I have a confession to make.
I’m a binge reader.
A month or two will go by with few or no books read. My attention is elsewhere. Maybe I simply can’t sit still long enough to read. Maybe it’s internet addiction — you know – checking Facebook, Twitter, and email continuously for two or three hours at at time in case someone responded to that hilarious post I made about Tea Party people or the latest meme.
Then, finally, I read. And I read and I read and I read. Usually I’ll hammer out four books in short order (which for me is a week or two because I’m a slow reader). If the weather is crappy (which we’ll discuss later), I’ll knock out a book per day.
I alternate between depressing real-world stuff about how the financial sector is screwing everyone and the politicians are all bought-off, books of funny and interesting stories by comedians, and real “literature” that I’ve been wanted to read but never really gotten around to reading. Lately I’ll throw in a graphic novel comic too, just to stoke my inner nerd fires.
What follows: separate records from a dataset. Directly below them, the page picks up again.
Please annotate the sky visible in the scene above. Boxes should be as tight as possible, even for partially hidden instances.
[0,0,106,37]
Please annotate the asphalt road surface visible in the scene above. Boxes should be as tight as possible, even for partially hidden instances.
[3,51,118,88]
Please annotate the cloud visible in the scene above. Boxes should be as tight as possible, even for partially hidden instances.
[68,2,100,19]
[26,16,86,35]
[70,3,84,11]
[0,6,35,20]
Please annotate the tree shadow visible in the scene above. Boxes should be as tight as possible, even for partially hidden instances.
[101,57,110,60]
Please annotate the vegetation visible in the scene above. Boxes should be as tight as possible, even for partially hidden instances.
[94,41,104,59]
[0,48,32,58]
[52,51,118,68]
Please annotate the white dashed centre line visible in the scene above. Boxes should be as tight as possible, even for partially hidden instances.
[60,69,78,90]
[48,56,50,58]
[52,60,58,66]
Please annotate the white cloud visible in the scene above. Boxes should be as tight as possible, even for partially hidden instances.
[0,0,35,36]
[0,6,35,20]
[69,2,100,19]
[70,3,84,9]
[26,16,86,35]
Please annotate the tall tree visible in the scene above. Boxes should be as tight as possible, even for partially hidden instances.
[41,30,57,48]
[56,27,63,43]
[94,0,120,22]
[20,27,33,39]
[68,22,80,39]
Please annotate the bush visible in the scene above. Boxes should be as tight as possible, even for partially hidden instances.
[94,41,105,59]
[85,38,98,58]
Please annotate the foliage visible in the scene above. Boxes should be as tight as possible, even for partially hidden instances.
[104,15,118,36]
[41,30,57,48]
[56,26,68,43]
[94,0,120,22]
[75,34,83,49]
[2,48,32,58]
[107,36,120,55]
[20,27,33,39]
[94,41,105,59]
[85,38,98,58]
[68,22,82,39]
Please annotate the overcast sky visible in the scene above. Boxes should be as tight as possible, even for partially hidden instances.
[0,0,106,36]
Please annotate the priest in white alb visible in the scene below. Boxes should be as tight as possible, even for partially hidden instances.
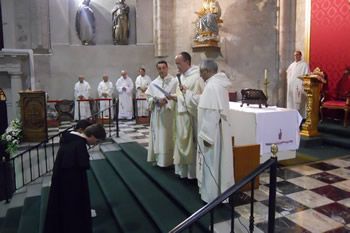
[135,67,152,117]
[74,75,91,120]
[287,51,310,118]
[115,70,134,120]
[184,60,234,202]
[97,74,113,119]
[146,61,177,167]
[170,52,204,179]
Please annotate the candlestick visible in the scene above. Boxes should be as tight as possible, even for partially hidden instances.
[264,69,270,98]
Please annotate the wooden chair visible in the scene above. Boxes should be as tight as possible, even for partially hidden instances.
[320,67,350,127]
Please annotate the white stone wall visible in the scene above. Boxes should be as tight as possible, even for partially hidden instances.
[1,0,302,107]
[173,0,279,104]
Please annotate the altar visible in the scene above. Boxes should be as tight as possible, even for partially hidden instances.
[230,102,302,163]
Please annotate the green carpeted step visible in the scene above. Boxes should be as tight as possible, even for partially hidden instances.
[90,160,160,233]
[318,121,350,139]
[118,142,230,229]
[322,133,350,151]
[0,207,22,233]
[87,171,122,233]
[119,142,205,213]
[17,196,41,233]
[105,151,202,232]
[38,186,50,233]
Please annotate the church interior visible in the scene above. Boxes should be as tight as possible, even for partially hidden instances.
[0,0,350,233]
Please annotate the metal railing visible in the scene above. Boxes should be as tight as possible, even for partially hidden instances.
[169,145,278,233]
[0,99,119,202]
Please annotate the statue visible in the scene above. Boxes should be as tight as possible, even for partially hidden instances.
[194,0,223,47]
[75,0,96,45]
[112,0,129,45]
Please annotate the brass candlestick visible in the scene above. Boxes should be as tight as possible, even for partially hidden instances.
[264,77,270,99]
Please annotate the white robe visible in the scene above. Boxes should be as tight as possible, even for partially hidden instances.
[174,66,204,179]
[135,75,152,116]
[115,77,134,120]
[74,80,91,120]
[197,73,234,202]
[146,75,177,167]
[287,61,310,118]
[97,81,113,118]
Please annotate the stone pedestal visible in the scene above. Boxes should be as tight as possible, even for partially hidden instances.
[19,91,47,142]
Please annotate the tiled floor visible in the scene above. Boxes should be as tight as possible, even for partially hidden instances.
[48,121,350,233]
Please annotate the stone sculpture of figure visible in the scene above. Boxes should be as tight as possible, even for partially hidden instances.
[194,0,222,43]
[75,0,96,45]
[112,0,129,45]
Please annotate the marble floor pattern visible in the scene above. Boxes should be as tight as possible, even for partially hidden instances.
[48,121,350,233]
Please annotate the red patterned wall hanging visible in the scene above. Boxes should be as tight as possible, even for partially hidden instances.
[310,0,350,99]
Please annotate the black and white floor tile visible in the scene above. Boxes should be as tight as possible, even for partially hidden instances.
[48,121,350,233]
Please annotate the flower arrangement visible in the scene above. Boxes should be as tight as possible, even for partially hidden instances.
[1,119,23,155]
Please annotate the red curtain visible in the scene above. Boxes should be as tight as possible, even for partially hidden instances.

I might order, in hard copy, one of Henry Rollins’ tour/road journal type books. I’ve got a cool book of skateboarding stories I’m about to start next. Right now I’m reading Attempting Normal, by comedian and podcaster Marc Maron. I read this kind of stuff on my Kindle.
Actually, other than books I really want to collect in hard copy format, most of my reading is done on the Kindle. That means that when the shit hits the fan and our petro-culture collapses, taking the internet, computers, Kindles, and most of modern life with it, I will not not have the physical artifacts of “the books” to prove what a smart person I think I am. However, most of us will be scrambling for operational hand-crank can openers and preserved food, as well as water without fracking fluid in it, so I guess my lack of books won’t matter too much.
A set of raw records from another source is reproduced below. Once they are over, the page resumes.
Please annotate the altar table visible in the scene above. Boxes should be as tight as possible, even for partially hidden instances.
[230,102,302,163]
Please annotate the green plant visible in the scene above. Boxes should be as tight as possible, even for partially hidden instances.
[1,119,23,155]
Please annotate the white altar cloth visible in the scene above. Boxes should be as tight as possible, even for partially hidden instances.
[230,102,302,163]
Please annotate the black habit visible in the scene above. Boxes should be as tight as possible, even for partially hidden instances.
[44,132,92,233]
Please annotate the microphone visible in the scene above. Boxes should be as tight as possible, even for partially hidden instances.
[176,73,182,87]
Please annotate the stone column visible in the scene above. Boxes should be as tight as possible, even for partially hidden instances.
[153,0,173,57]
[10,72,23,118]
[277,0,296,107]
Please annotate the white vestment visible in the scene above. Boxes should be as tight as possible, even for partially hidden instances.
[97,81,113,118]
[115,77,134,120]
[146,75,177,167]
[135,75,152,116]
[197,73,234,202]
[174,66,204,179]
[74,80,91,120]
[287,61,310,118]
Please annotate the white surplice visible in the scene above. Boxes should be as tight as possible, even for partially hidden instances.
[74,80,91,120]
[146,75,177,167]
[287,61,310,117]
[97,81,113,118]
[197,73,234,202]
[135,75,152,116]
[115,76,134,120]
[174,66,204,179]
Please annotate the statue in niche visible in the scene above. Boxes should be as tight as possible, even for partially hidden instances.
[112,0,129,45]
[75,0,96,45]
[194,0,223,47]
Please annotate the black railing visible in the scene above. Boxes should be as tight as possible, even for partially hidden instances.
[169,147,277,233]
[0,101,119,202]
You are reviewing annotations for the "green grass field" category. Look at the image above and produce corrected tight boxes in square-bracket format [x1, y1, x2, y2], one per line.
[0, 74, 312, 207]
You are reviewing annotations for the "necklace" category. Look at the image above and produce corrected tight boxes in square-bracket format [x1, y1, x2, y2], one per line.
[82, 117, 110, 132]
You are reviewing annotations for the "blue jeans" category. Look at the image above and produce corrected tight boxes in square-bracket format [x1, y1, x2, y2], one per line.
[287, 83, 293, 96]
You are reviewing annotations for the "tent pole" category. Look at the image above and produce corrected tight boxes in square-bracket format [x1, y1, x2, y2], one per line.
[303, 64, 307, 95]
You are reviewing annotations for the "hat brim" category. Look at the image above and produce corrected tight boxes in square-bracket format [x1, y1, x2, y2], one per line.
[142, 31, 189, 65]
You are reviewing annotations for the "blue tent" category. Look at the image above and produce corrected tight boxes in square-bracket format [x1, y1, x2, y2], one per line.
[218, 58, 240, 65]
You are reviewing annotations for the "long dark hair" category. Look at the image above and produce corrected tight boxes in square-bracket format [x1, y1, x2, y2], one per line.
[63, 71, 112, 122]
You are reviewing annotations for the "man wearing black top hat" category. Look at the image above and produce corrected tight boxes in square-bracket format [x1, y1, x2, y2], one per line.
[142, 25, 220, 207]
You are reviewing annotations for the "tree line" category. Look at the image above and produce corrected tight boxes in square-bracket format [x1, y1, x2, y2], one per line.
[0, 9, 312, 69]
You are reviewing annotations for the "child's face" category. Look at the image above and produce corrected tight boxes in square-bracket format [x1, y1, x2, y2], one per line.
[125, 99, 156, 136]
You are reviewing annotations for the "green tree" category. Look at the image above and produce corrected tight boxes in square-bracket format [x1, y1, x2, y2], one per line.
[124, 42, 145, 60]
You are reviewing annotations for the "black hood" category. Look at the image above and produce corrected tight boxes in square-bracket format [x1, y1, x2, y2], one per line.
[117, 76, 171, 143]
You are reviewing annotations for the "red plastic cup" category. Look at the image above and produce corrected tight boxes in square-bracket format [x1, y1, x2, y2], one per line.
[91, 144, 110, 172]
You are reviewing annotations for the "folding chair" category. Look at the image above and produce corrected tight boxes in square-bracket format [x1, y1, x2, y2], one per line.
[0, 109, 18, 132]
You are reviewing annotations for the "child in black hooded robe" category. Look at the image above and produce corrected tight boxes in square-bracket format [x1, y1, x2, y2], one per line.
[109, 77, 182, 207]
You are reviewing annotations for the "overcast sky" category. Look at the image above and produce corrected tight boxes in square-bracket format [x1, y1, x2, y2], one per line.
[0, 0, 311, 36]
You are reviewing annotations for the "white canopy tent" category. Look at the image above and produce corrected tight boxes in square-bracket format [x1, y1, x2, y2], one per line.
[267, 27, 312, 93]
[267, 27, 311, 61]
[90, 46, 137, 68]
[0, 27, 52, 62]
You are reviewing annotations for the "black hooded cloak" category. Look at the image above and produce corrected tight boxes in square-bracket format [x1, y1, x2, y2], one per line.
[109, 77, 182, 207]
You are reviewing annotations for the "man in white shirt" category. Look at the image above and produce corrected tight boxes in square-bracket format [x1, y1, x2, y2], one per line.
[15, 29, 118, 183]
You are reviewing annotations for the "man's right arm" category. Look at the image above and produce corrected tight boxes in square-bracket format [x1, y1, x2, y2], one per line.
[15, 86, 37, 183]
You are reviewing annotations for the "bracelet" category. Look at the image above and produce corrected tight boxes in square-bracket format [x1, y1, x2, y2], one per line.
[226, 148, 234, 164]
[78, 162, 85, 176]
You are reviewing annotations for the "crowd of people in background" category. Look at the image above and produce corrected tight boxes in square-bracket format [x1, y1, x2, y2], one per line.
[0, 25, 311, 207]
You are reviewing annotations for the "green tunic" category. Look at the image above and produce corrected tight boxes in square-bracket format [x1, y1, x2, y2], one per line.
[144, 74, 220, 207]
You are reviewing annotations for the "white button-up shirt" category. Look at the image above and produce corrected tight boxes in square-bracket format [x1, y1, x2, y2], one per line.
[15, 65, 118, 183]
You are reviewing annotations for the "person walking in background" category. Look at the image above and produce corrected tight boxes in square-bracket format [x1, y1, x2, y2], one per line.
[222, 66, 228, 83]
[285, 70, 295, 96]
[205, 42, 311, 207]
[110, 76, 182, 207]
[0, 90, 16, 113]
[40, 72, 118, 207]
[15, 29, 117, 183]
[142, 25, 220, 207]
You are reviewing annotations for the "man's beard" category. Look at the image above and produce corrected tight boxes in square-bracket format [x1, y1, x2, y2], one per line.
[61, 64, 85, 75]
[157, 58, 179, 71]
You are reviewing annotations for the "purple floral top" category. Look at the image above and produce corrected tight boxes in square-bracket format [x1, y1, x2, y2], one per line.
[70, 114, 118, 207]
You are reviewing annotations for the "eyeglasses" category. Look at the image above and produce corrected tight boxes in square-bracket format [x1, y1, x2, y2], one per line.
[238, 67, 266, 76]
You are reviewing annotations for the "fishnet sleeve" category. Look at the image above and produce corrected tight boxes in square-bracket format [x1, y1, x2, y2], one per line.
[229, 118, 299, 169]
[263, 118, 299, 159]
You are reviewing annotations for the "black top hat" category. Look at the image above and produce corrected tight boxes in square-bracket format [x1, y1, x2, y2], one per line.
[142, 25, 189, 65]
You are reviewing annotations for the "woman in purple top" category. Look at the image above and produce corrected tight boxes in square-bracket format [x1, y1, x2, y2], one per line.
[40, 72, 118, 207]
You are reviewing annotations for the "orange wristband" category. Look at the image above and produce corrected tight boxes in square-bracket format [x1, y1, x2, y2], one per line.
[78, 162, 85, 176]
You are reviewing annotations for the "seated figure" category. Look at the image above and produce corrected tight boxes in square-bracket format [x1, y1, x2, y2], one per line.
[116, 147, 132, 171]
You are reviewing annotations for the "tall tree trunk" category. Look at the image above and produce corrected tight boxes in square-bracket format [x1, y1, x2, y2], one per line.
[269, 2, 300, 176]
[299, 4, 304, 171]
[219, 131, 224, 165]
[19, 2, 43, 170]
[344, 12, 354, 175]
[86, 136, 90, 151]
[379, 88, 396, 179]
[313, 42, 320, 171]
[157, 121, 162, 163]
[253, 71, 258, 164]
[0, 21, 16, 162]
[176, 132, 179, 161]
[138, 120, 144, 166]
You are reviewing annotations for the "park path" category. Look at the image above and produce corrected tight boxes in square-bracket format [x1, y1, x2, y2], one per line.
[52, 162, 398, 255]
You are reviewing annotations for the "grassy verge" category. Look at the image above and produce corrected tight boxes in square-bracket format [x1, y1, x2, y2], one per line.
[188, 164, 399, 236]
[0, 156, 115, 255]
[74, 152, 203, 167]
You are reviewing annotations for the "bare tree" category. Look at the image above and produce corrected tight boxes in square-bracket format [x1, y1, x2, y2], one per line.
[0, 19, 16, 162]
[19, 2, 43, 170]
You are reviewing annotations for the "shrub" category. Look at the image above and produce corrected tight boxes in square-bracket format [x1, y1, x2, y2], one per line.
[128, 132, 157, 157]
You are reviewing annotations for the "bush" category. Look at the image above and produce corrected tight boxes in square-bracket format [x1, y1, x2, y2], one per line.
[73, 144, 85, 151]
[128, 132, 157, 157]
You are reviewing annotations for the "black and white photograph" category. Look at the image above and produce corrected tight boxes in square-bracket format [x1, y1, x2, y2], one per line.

This last winter we had some heavy snow/ice/shit weather here in the Dallas area. I work for a local municipality that never shuts down for weather. EVER. Except this last winter. It was actually bad enough that we shut down for a day or two. Combining that shutdown with the normal inclination to stay inside and do sedentary things when it is shitty outside, and I got a lot of reading done. Good ol’ binge reading.
Binge reading is a lot easier to get into if you don’t have cable TV. Of course, we have Netflix and Amazon Instant-Movies, but nothing can suck time away from reading hours more easily than cable TV. There’s always something retardedly compelling on. Shows about modern-day moonshiners. The History Channel’s exploration of Nazi Flying Saucers. Reality shows about the day to day lives of people who are famous for no reason. The problem with Netflix and Amazon, or most any streaming video service, is that you have to put some active thought into what you are going to watch, and eventually you have to make a decision. Kind of like back in the days when you’d have to go to the video store, scan the wall over and over again looking at all the movies you’ve seen there one hundred times before, and finally perhaps go home empty-handed because it was all just too much for you. Oh sure, you might have some Twizzlers to munch on, but no movie.
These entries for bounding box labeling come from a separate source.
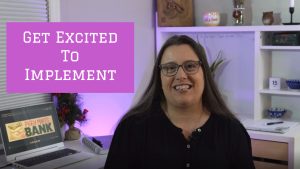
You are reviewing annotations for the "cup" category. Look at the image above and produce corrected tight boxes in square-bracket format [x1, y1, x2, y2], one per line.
[269, 77, 281, 90]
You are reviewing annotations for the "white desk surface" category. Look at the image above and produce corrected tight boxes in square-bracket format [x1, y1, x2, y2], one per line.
[2, 140, 107, 169]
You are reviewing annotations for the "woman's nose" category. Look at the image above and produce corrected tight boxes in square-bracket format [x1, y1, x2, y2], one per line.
[176, 66, 187, 79]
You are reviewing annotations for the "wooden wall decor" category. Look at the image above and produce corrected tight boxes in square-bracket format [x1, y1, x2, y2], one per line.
[157, 0, 194, 26]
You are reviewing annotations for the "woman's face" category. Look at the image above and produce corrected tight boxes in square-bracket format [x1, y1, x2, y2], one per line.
[160, 44, 204, 107]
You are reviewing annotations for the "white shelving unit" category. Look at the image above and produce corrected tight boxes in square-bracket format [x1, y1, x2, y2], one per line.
[156, 25, 300, 169]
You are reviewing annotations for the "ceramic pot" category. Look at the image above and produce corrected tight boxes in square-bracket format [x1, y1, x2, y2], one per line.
[65, 124, 81, 140]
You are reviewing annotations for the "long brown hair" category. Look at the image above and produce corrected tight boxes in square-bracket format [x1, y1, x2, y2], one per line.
[122, 35, 235, 120]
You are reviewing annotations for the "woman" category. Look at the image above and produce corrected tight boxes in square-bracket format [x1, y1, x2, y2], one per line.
[105, 35, 254, 169]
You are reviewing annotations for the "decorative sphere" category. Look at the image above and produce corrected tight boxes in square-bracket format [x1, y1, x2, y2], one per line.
[203, 12, 221, 26]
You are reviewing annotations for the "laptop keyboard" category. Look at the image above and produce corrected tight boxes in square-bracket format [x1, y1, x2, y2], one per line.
[17, 148, 78, 167]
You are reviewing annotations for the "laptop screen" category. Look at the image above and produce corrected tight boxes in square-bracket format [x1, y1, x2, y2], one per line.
[0, 103, 62, 155]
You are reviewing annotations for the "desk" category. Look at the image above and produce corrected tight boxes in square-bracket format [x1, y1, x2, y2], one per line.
[3, 136, 112, 169]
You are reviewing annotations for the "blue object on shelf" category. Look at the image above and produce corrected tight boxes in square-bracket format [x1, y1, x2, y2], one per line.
[286, 79, 300, 89]
[268, 107, 286, 118]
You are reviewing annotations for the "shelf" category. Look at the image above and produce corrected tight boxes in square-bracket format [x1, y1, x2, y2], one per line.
[260, 46, 300, 50]
[157, 25, 300, 33]
[259, 89, 300, 96]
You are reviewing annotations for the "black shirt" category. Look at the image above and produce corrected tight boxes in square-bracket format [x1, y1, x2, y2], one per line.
[105, 110, 254, 169]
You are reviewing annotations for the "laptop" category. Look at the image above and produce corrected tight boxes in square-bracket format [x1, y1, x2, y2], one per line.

And it is this fact, this phenomenon, this inability to decide upon a movie to watch, in the absence of the mindless information-push of cable TV, that opens the Gates of Knowledge offered by binge reading. Oh sure, you have to decide on a book to read, but once you’ve done that (assuming it’s a good one!), you can read for hours without making any kind of decision beyond when to eat, sleep, or use the restroom.
The Kindle, I must admit, has increased my propensity for binge reading. I might have 15 unread books on my shelf, but if I’m on a binge of books by comedians, it is waaaaaay easy to just download that new book by Patton Oswalt. And I will. From the comfort of my couch, without even sitting up, enabled by the magic of WiFi and the interwebs and Amazon.com, I will download that new book with scarcely a second thought.
Eventually I’ll come down. Not sure why. Maybe my eyes get tired? Usually I think I get the feeling of “What am I doing? Has my life lost all balance? I can’t just lay here reading all week! What kind of person am I? ” There’s a fine line for someone like me between what I would call productive, appropriate reading and doing nothing with my life.
It’s all about the ability to moderate, and apparently with regard to reading I lack that ability. And thus, I binge read.